Over the simply connected region $\{(x,y) \in \mathbb{R}^2 \ | \ x > 0\}$, the gradient of $f_1(x,y) = \arctan \dfrac{y}{x}$ is the vector field $\left(\dfrac{-y}{x^2+y^2},\dfrac{x}{x^2+y^2}\right)$, which is continuous over this region.
Since the curve $C_1$ lies entirely in this region, we have $\displaystyle\int_{C_1}\dfrac{x\,dy-y\,dx}{x^2+y^2} = f_1(4,4)-f_1(2,-2)$.
Over the simply connected region $\{(x,y) \in \mathbb{R}^2 \ | \ y > 0\}$, the gradient of $f_2(x,y) = \text{arccot} \dfrac{x}{y}$ is the vector field $\left(\dfrac{-y}{x^2+y^2},\dfrac{x}{x^2+y^2}\right)$, which is continuous over this region.

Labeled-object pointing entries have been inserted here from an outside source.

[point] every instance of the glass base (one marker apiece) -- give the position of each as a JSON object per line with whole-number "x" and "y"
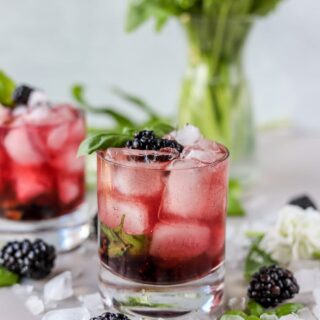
{"x": 191, "y": 300}
{"x": 65, "y": 232}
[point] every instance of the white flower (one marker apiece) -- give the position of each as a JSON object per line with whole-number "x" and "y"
{"x": 296, "y": 235}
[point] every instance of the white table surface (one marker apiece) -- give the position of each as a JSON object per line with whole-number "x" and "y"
{"x": 289, "y": 164}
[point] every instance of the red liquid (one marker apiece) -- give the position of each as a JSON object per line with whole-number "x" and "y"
{"x": 175, "y": 220}
{"x": 40, "y": 175}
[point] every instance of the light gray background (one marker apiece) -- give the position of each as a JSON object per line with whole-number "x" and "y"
{"x": 55, "y": 43}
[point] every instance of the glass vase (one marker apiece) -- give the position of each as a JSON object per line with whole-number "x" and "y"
{"x": 215, "y": 95}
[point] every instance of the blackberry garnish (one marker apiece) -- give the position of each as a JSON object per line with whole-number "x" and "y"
{"x": 146, "y": 140}
{"x": 28, "y": 259}
{"x": 303, "y": 202}
{"x": 22, "y": 94}
{"x": 111, "y": 316}
{"x": 272, "y": 285}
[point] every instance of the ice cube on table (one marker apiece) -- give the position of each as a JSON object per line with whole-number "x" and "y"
{"x": 290, "y": 317}
{"x": 179, "y": 241}
{"x": 306, "y": 314}
{"x": 68, "y": 314}
{"x": 20, "y": 148}
{"x": 188, "y": 135}
{"x": 35, "y": 305}
{"x": 308, "y": 279}
{"x": 135, "y": 215}
{"x": 93, "y": 303}
{"x": 132, "y": 176}
{"x": 58, "y": 288}
{"x": 194, "y": 192}
{"x": 266, "y": 316}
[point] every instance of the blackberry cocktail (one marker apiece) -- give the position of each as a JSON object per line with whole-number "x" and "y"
{"x": 41, "y": 177}
{"x": 162, "y": 206}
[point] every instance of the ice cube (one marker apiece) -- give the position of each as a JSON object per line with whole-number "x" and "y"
{"x": 38, "y": 99}
{"x": 58, "y": 137}
{"x": 136, "y": 215}
{"x": 179, "y": 241}
{"x": 68, "y": 314}
{"x": 316, "y": 311}
{"x": 290, "y": 317}
{"x": 64, "y": 112}
{"x": 68, "y": 162}
{"x": 32, "y": 182}
{"x": 35, "y": 305}
{"x": 308, "y": 279}
{"x": 93, "y": 303}
{"x": 58, "y": 288}
{"x": 238, "y": 303}
{"x": 194, "y": 193}
{"x": 316, "y": 295}
{"x": 20, "y": 148}
{"x": 41, "y": 116}
{"x": 188, "y": 135}
{"x": 135, "y": 177}
{"x": 69, "y": 189}
{"x": 306, "y": 314}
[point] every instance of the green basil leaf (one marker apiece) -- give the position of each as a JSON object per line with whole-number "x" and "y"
{"x": 137, "y": 101}
{"x": 120, "y": 119}
{"x": 288, "y": 308}
{"x": 8, "y": 278}
{"x": 235, "y": 207}
{"x": 7, "y": 87}
{"x": 120, "y": 243}
{"x": 102, "y": 141}
{"x": 256, "y": 259}
{"x": 254, "y": 308}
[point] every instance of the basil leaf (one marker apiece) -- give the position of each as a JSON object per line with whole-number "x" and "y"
{"x": 102, "y": 141}
{"x": 256, "y": 259}
{"x": 138, "y": 102}
{"x": 235, "y": 207}
{"x": 254, "y": 308}
{"x": 120, "y": 243}
{"x": 7, "y": 87}
{"x": 119, "y": 118}
{"x": 8, "y": 278}
{"x": 288, "y": 308}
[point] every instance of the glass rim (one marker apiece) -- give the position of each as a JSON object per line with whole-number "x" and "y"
{"x": 215, "y": 163}
{"x": 9, "y": 126}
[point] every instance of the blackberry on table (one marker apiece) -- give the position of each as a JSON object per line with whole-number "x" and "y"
{"x": 22, "y": 94}
{"x": 303, "y": 202}
{"x": 111, "y": 316}
{"x": 146, "y": 140}
{"x": 272, "y": 285}
{"x": 28, "y": 259}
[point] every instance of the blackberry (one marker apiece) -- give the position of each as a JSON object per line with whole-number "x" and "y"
{"x": 303, "y": 202}
{"x": 146, "y": 140}
{"x": 111, "y": 316}
{"x": 272, "y": 285}
{"x": 28, "y": 259}
{"x": 22, "y": 94}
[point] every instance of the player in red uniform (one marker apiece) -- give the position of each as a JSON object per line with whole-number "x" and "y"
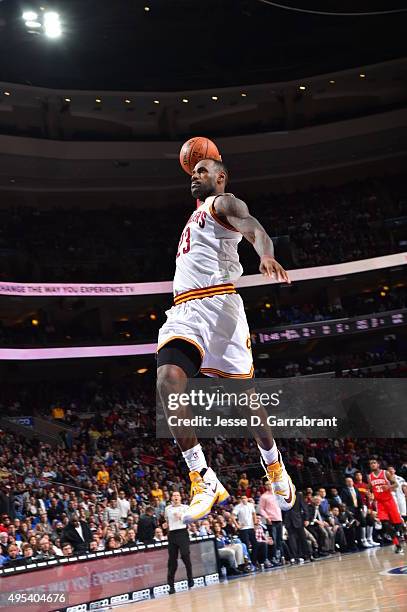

Since the curve $C_2$ lies entirely in this region, we have $\displaystyle\int_{C_2}\dfrac{x\,dy-y\,dx}{x^2+y^2} = f_2(-5,5)-f_2(4,4)$.
The curve $C_3$ is a straight line segment, which is parameterized by $x = t$, $y = -t$, for $t \in [-5,2]$. This is easy enough to evaluate (you should get that the integrand is $0$ on $C_3$).
Finally, add the three pieces together to get the answer.